By Svea Herbst-Bayliss
(Reuters) – Activist investors roared back to double digit returns in 2023 after a year of losses, with a stronger equity market and savvy stock picking fueling their rebound, fund managers and their clients said.
More corporate battles appear to be in store as fresh capital is ready to flow into the sector and newcomers flirt with using tools made famous by veteran corporate agitators like Carl Icahn.
Activist investors, who push corporations to change leadership, streamline operations or put themselves up for sale, boasted an average 20.2% return last year, Hedge Fund Research data showed. In 2022 activists lost an average 16%.
Some investors’ returns were even better with Mason Morfit’s ValueAct Capital posting a 39% return and Bill Ackman’s Pershing Square Holdings reporting a 27% gain.
Legion Partners Asset Management, which pushed for changes at Twilio among other companies, gained 35%; healthcare oriented Caligan Partners rose 37%. Engaged Capital returned 29%, Sachem Head Capital Management rose 24% and Corvex Select Equity Fund rose 21%, investors in the funds said. Anson Funds Management, a multi-strategy fund which is building out its activism strategy, gained 18%, an investor said.
Representatives for the firms declined to comment.
The average gain for activists trailed last year’s S&P 500 24% gain. But the average loss in 2022 was also not as sharp as the 18% dive for the S&P. Many hedge funds tell investors they will not beat markets on the way up but will protect capital on the way down.
“After a largely disappointing 2022, activists generally fared much better last year,” said Sebastian Alsheimer, a partner in law firm Wilson Sonsini Goodrich & Rosati’s shareholder engagement and activism practice. “They were helped by a rising stock market, but also deserve credit for deftly identifying targets.”

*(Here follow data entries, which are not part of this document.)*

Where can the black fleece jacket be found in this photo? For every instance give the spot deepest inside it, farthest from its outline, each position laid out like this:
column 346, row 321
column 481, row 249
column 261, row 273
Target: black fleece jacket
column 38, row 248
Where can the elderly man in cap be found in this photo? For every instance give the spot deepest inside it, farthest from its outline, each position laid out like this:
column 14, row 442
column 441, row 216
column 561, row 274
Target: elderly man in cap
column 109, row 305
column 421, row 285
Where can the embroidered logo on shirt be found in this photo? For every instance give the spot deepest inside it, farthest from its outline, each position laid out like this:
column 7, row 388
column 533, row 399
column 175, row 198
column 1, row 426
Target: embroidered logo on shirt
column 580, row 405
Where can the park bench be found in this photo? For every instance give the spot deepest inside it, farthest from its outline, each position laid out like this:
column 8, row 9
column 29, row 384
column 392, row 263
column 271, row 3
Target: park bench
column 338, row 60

Investment bank Lazard data showed 252 new activist investor campaigns globally last year, up 7% from 2022 and setting a new record for activity, as investors pressed more European and Asian companies to implement changes.
Activist investors targeted large household name companies including entertainment giant Walt Disney, cloud computing company Salesforce, and pharmaceutical giant Bayer as well as much smaller companies like Clear Channel Outdoor, Forward Air and Overstock.com, now called Beyond.
As interest rate hikes and other factors slowing growth hurt some companies “activists successfully pushed for cost cuts, management changes and strategic alternatives,” said Jessica McDougall, a partner and chair of corporate governance and shareholder engagement at Longacre Square Partners. “Many boards didn’t realize until too late that it takes more than refreshing directors to offset down performance in today’s climate.”
Looking ahead to this year, investors are ready to push companies harder for change, lawyers, bankers and hedge fund managers said. They noted that sometimes activists accelerate changes the board is already contemplating. Some investors said they were ready to commit fresh capital to activists on the view returns will remain strong with a pick up in deal making.
Last year a record 77 first-time activists initiated campaigns, up from 55 the year before, Lazard data showed.
“We expect significant activity in the smaller market cap space because of the relative underperformance compared to the large cap spectrum last year,” Wilson, Sonsini’s Alsheimer said.